LFF 2018 Day 4 – Last Child | Roma | Non-Fiction

Day 4 will mark the day I lost my patience with my fellow delegates as a handful, worried they wouldn’t get into the super popular Roma, ran (literally) from the back of the queue to secure themselves seats. As a result I ended up sat at the foot of the screen with subtitles looming above me. But who am I to complain? An over privileged blogger is who!

Last Child

Myself and five other critics who weren’t thinking tactically enough about what time they needed to start queueing for Roma braved the early morning screening of Last Child; a South Korean drama about two parents (Chi Moo-seong and Kim Yeo-jin) who recently lost their son when he drowned while saving one of his classmates.

The couple are going through the motions; conflicted about how to best move on from their tragedy and struggling for closure. A small spark starts to reignite their lives when the husband offers an apprenticeship at their interior decorating company to the boy whose life their son died saving. Kihyun (Seong Yu-bin) is wary of the couple at first but slowly he looks to them as surrogate parents in the same way that they seek to fill the hole their son has left behind. Slowly, subtly, their lives start to improve. Until the inevitable turn in Act III that is…

Last Child is deeply authentic and affecting. You feel the couple’s sadness and loss and understand their need to find someone to fill the open role in their lives. While the overall synopsis could lead to an over the top melodrama instead director Dong-seok Shin opts for a bubbling under the surface mellow drama.

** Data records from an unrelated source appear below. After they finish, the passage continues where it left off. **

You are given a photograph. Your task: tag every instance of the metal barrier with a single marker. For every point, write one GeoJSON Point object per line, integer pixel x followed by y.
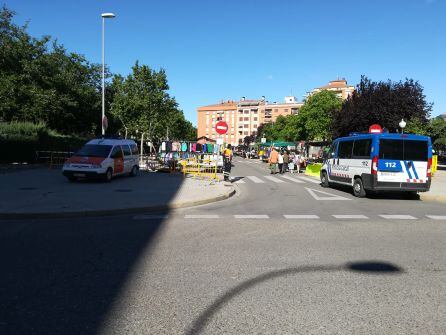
{"type": "Point", "coordinates": [53, 159]}
{"type": "Point", "coordinates": [203, 169]}
{"type": "Point", "coordinates": [149, 163]}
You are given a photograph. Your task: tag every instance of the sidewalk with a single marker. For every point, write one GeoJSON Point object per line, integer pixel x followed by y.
{"type": "Point", "coordinates": [46, 193]}
{"type": "Point", "coordinates": [438, 188]}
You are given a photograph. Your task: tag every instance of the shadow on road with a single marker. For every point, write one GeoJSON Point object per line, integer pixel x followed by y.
{"type": "Point", "coordinates": [371, 267]}
{"type": "Point", "coordinates": [62, 276]}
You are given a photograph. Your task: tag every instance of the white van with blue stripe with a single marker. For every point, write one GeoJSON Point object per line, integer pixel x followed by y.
{"type": "Point", "coordinates": [379, 162]}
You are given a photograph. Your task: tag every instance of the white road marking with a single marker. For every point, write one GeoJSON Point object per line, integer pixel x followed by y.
{"type": "Point", "coordinates": [348, 216]}
{"type": "Point", "coordinates": [255, 179]}
{"type": "Point", "coordinates": [327, 196]}
{"type": "Point", "coordinates": [311, 180]}
{"type": "Point", "coordinates": [274, 179]}
{"type": "Point", "coordinates": [150, 217]}
{"type": "Point", "coordinates": [293, 179]}
{"type": "Point", "coordinates": [292, 216]}
{"type": "Point", "coordinates": [201, 216]}
{"type": "Point", "coordinates": [251, 216]}
{"type": "Point", "coordinates": [398, 217]}
{"type": "Point", "coordinates": [437, 217]}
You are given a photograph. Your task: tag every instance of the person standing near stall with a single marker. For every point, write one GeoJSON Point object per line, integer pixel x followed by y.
{"type": "Point", "coordinates": [227, 158]}
{"type": "Point", "coordinates": [273, 158]}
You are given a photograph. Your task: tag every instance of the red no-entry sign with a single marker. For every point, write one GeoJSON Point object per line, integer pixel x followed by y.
{"type": "Point", "coordinates": [221, 127]}
{"type": "Point", "coordinates": [375, 129]}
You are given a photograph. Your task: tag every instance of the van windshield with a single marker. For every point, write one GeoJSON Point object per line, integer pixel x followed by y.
{"type": "Point", "coordinates": [409, 150]}
{"type": "Point", "coordinates": [94, 150]}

Last Child screens at the festival on 13th, and 14th October.

Roma

Alfonso Cuarón’s two most recent films were a Harry Potter and 2013’s most talked about(?) film Gravity. After five years away he has returned to his roots with a black and white period drama set in Mexico City. Rather than another effects laden blockbuster he has gone for a properly cinematic portrait of a middle-class family in the 1970s and the maid who takes care of them. And while the film screams art-house cinema release, Cuarón has sold it to Netflix so there are no limits to who can add it to their queue.

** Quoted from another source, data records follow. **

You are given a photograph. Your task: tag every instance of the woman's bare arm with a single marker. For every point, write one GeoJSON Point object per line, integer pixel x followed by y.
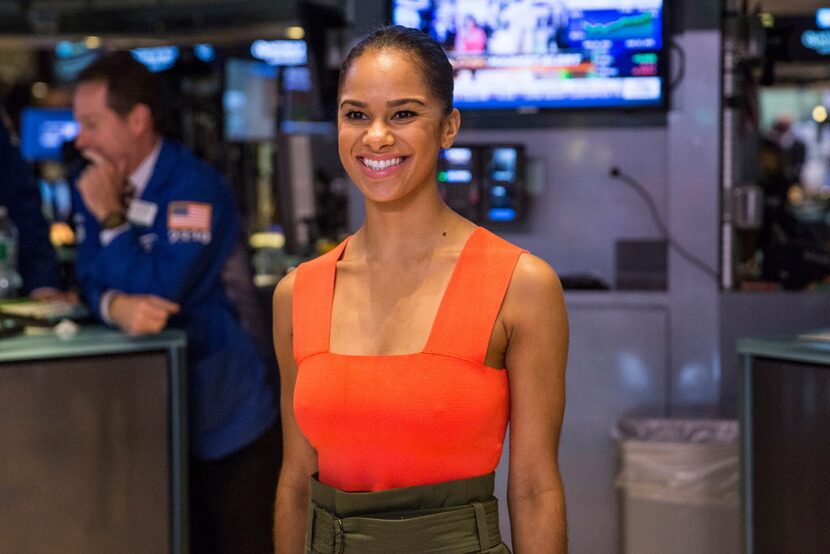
{"type": "Point", "coordinates": [536, 321]}
{"type": "Point", "coordinates": [299, 459]}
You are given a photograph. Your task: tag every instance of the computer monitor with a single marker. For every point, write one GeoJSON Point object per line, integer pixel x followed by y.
{"type": "Point", "coordinates": [43, 131]}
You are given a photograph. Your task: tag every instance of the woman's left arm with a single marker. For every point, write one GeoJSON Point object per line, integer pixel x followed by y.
{"type": "Point", "coordinates": [536, 322]}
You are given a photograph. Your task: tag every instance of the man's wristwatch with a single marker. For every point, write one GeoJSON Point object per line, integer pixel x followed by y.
{"type": "Point", "coordinates": [113, 220]}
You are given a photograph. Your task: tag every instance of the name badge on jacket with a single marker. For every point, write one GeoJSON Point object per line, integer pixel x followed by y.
{"type": "Point", "coordinates": [142, 212]}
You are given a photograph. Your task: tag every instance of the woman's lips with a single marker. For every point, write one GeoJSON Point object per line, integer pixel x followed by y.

The real star of Roma is the maid Cleo (Yalitza Aparicio) who we cling to during our time on the bustling streets of Mexico City. We follow Cleo as she takes care of three generations of her employer’s family, as she indulges in romance, and as she experiences trauma and has to sweep it aside knowing that her own needs come second.

Cuarón has made a deeply personal film that sees him turn his back on what he has been praised for in recent films. He has stripped away the special effects, the star names, and even the colour to leave just his characters without distractions. Roma is a refreshingly old-fashioned film that is likely made more remarkable for who made it than what it contains.

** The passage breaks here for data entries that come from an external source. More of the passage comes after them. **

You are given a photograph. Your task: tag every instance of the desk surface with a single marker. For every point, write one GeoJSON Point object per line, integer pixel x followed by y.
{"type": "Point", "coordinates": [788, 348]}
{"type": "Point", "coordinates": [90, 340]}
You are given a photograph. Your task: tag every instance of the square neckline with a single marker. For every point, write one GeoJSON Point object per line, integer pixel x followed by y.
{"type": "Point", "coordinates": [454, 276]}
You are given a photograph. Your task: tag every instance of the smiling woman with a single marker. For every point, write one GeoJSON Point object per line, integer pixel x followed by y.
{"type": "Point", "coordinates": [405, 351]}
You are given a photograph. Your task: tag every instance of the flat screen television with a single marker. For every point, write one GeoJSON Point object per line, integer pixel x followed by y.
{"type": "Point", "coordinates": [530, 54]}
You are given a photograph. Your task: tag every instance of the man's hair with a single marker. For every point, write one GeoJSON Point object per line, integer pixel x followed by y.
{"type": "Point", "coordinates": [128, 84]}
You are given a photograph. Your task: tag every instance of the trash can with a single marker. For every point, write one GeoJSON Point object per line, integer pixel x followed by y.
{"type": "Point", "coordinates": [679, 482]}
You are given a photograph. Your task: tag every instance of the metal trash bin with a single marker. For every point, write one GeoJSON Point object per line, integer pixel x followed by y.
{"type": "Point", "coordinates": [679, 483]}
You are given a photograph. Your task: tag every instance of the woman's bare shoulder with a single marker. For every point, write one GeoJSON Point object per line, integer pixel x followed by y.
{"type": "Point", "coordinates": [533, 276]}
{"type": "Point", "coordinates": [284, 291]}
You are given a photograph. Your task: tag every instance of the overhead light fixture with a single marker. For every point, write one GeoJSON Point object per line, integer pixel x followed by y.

Roma screens at the festival on 13th, 14th, and 15th October before being released on Netflix on 14th December.

Non-Fiction

Writer-director Olivier Assayas has been on a great run in recent years with the industry-satirising Clouds of Sils Maria and the ghostly/sexy Personal Shopper. This year he reunites with Juliette Binoche and turns his attention to the publishing industry.

Using a handful of characters as his mouthpieces Assayas debates with himself about the future of publishing, the relative benefits of digital vs. pysical media, and who has a right to access art. Giving the characters something to do when they aren’t debating are a few affairs here and there but these scenes have the screen fade to black only to return us, post-coitus, to yet more debate.

The film has its charms and the endless dialogue is interesting and amusing but I couldn’t see if there were characters behind the theorising or if they were just props holding up Assayas’ argument. There is genuinely only one topic of conversation on these characters lips so your enjoyment of the film is directly correlated with how compelling you find this discussion.

Non-Fiction screens at the festival on 13th, 14th, and 21st October.